The component weights and loadings are obtained from traditional OLS regression. By substitution we get the reduced form expression:
Pred(Y) = α + Σg=1:P(b1.2λg.1 + b2.1λg.2) Xg
where βg = b1.2λg.1 + b2.1λg.2 is the (regularized) regression coefficient associated with predictor Xg.
Regardless which linear regression model (CCR-LM, or PLS) is used to generate the predictions, when the number of components K equals the number of predictors P, the results are identical to those obtained from traditional least squares (OLS or WLS) regression. Traditional least squares regression produces unbiased predictions, but such predictions may have large variance and hence higher mean squared error than regularized solutions (K < P). Thus, predictions obtained from the CCR module are typically more reliable than those obtained from a traditional regression model.
Methods CCR.LM and PLS assume that the dependent variable Y is continuous:
- CCR.LM is invariant to standardization and also allows the components to be correlated (recommended)
- PLS produces different results depending upon whether or not the predictors are standardized to have variance 1. By default, the PLS ‘standardize’ option is activated.
Logistic Regression (CCR.Logistic) and Linear Discriminant Analysis (CCR.LDA)
Logistic regression is the standard regression (classification) approach for predicting a dichotomous dependent variable. Both Linear and Logistic regression are GLM (Generalized Linear Models) in that a linear combination of the explanatory variables (‘
linear predictor’) is used to predict a function of the dependent variable. In the case of linear regression, the mean of Y is predicted as a linear function of the X variables. For logistic regression, the logit of Y is predicted as a linear function of X.
Logit(Y|S) = α + b1.2S1 + b2.1S2
which in reduced form yields:
Logit(Y|X) = α + Σg=1:P(b1.2λg.1 + b2.1λg.2) Xg
Logit(Y), defined as the natural logarithm of the probability of being in dependent variable group 1 (say Y=1) divided by the probability of being in group 2 (say Y=0), can easily be transformed to yield the probability of being in either category. For example, the conditional probability of being in group 1 can be expressed as:
Prob(Y=1|X) = exp(Logit(Y|X)) / (1+exp(Logit(Y|X))) = 1 / [1+exp(-Logit(Y|X))]
and Prob(Y=0|X) = 1 / [1+exp(Logit(Y|X))]
Thus, the logistic regression model is a model for predicting the probability of being in a particular group. Predictions are reported for group 1, which is defined as the category of Y associated with the higher of the 2 numeric values taken on by Y.

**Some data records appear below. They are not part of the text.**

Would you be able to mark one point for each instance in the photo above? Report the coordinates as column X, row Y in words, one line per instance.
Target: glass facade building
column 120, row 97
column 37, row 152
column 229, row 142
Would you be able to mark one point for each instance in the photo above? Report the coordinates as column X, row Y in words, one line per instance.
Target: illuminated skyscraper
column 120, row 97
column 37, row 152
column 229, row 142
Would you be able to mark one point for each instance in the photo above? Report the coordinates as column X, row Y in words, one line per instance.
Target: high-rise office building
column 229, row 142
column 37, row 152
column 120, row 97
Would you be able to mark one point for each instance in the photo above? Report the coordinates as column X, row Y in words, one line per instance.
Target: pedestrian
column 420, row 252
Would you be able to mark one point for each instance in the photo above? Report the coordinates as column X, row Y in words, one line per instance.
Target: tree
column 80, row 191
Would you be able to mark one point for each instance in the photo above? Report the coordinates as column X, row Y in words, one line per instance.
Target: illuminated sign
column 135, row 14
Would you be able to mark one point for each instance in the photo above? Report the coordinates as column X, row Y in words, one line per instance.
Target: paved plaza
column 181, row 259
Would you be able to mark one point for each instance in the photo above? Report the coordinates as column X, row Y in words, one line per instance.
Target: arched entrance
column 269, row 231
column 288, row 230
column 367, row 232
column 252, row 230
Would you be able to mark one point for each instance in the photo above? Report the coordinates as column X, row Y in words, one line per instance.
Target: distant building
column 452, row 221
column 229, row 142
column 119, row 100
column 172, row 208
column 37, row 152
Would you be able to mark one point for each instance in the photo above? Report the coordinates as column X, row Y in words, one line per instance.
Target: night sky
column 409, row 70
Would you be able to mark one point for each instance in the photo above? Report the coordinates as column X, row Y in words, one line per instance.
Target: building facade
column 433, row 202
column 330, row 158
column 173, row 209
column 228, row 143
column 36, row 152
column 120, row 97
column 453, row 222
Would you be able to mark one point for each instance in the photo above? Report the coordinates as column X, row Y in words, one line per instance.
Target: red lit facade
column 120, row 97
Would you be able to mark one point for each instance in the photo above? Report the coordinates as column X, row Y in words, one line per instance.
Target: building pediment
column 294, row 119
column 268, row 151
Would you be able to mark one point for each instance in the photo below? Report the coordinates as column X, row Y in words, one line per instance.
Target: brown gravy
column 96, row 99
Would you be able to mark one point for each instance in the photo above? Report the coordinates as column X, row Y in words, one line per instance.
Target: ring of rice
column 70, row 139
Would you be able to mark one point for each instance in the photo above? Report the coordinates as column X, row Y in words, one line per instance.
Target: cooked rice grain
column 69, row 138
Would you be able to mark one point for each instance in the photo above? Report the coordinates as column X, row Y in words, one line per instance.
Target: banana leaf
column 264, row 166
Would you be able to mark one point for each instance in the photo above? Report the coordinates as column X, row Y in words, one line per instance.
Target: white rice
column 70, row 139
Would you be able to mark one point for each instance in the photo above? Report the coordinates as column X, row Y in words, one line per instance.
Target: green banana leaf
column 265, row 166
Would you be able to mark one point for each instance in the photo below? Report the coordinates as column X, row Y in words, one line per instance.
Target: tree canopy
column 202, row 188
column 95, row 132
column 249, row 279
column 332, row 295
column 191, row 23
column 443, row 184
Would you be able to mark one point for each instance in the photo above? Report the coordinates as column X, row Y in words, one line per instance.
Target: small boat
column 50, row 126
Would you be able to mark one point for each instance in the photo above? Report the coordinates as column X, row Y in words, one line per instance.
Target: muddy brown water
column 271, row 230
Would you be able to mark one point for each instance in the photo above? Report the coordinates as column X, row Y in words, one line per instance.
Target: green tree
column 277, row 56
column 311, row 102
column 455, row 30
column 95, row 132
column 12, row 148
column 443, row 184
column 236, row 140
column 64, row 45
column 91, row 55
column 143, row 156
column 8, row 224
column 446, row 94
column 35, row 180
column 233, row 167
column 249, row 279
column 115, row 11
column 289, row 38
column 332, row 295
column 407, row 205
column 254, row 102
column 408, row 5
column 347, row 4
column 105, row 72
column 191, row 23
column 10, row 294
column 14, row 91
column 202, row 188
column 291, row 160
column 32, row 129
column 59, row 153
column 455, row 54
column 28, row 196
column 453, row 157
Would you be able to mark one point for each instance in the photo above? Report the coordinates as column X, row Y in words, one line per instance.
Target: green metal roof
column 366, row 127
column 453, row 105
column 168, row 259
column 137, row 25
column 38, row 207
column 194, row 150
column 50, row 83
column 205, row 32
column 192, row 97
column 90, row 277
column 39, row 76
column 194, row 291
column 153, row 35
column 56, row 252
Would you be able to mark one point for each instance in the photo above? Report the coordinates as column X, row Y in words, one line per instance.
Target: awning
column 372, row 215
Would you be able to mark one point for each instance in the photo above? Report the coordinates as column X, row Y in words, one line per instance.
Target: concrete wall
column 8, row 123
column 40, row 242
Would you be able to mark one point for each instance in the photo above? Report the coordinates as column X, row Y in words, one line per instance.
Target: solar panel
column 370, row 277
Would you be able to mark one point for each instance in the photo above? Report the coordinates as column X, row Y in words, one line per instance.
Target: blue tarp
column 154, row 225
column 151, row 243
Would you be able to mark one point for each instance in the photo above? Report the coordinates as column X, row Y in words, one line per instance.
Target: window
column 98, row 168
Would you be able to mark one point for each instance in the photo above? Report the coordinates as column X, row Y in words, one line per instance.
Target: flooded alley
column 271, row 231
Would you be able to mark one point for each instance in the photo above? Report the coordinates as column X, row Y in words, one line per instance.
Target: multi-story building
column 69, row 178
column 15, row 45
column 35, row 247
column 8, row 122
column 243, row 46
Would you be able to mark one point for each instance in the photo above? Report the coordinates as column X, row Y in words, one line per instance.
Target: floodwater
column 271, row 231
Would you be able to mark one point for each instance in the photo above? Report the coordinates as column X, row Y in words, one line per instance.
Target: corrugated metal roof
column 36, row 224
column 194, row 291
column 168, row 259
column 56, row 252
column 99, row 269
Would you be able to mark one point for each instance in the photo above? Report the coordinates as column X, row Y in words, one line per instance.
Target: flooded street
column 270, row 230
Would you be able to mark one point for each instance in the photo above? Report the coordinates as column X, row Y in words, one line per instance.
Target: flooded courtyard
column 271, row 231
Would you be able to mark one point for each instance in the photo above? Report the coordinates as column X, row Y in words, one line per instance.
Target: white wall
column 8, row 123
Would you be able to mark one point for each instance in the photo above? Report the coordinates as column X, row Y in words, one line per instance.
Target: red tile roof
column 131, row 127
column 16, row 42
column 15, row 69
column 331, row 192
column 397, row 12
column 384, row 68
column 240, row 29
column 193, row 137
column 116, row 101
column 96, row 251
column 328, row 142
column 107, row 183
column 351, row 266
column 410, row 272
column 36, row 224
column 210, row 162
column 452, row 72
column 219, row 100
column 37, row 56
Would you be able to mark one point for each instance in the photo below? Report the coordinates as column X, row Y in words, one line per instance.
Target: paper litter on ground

Linear Discriminant Analysis (LDA) is another model used commonly to obtain predicted probabilities for a dichotomous Y:
- CCR.LDA assumes that the X variables follow a multivariate normal distribution within each Y group, with different group means but common variances and covariances.
- CCR.Logistic makes no distributional assumptions.

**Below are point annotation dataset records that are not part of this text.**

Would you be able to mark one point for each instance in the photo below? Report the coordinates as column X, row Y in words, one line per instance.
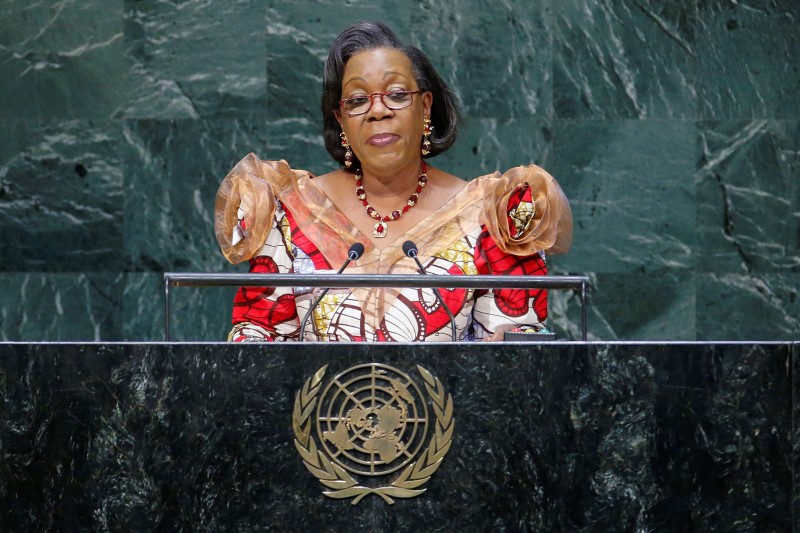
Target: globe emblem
column 372, row 419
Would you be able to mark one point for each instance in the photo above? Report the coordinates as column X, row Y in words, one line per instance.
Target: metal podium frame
column 416, row 281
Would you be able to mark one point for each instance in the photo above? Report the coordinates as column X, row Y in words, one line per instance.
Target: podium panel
column 551, row 437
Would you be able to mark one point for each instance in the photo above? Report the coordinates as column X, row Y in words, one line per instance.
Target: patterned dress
column 280, row 221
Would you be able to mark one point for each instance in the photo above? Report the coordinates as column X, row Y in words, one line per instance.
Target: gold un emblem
column 375, row 431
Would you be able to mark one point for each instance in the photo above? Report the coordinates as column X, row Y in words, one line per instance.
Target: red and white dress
column 280, row 221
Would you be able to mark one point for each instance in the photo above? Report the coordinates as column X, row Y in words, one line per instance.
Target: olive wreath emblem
column 340, row 483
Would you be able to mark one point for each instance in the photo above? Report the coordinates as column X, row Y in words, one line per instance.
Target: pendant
column 380, row 230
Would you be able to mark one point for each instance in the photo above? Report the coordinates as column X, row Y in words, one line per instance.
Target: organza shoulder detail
column 525, row 212
column 244, row 208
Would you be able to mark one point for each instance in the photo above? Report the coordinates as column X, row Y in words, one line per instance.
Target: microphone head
column 355, row 251
column 410, row 249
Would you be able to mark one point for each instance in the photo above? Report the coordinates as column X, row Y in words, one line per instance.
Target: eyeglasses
column 394, row 100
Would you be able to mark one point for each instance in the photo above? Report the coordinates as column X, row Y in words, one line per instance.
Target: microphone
column 355, row 251
column 410, row 249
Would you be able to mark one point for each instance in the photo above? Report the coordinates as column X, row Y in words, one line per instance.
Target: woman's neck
column 388, row 185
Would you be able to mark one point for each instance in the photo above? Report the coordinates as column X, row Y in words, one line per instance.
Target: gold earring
column 348, row 155
column 426, row 133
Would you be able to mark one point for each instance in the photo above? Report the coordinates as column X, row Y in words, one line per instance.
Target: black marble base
column 551, row 437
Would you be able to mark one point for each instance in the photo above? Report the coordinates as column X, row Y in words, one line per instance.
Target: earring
column 426, row 133
column 348, row 155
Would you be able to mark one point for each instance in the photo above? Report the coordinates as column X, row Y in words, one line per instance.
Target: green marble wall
column 673, row 126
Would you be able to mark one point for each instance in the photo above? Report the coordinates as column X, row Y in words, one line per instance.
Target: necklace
column 382, row 227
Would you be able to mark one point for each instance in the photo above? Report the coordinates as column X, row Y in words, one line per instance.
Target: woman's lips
column 382, row 139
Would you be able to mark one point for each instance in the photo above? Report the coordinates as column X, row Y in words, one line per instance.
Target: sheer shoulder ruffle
column 526, row 212
column 248, row 192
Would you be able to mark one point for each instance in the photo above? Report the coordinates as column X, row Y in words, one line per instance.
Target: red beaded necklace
column 382, row 227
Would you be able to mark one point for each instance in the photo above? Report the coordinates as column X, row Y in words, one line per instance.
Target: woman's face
column 384, row 140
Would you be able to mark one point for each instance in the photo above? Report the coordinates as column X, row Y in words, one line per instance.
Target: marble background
column 673, row 127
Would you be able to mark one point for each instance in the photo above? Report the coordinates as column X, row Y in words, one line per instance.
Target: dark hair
column 367, row 36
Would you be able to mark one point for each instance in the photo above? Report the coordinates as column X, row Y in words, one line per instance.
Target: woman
column 385, row 111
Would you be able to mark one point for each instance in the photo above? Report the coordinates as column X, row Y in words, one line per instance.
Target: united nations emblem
column 375, row 430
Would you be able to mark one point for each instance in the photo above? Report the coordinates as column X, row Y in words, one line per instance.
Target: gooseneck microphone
column 355, row 252
column 410, row 249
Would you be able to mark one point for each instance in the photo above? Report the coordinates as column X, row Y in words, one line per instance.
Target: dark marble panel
column 497, row 56
column 748, row 59
column 625, row 437
column 632, row 194
column 60, row 306
column 172, row 172
column 195, row 59
column 748, row 307
column 624, row 59
column 61, row 60
column 196, row 313
column 61, row 196
column 796, row 434
column 634, row 306
column 748, row 197
column 488, row 145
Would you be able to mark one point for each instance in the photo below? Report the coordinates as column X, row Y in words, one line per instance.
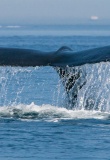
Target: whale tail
column 64, row 60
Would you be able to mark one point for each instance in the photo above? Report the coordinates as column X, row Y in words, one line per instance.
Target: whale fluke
column 63, row 49
column 64, row 60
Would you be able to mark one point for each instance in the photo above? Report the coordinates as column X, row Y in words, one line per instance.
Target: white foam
column 13, row 26
column 48, row 112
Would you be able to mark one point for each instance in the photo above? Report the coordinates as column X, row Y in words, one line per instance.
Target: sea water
column 35, row 120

The CCR.LM method applies CCR techniques to obtain a regularized linear regression based on the Correlated Component Regression (CCR) model for a continuous Y (Magidson, 2010; Magidson and Wassmann, 2010). It is recommended especially in cases where several explanatory variables have moderate to high correlation.
Method CCR.LM differs from Method PLS in that the components are allowed to be correlated, there is no need to deflate (and then restore) predictors, and similar to traditional OLS regression, predictions are invariant to linear transformations applied to the predictors. Thus, the explanatory variables do not need to be standardized prior to estimation.
The PLS method applies CCR techniques to obtain a regularized linear regression based on the PLS regression (PLS) model for a continuous Y. For an introduction to PLS regression see Tenenhaus (1998). For a comparison of the CCR.LM and PLS methods see Tenenhaus (2011).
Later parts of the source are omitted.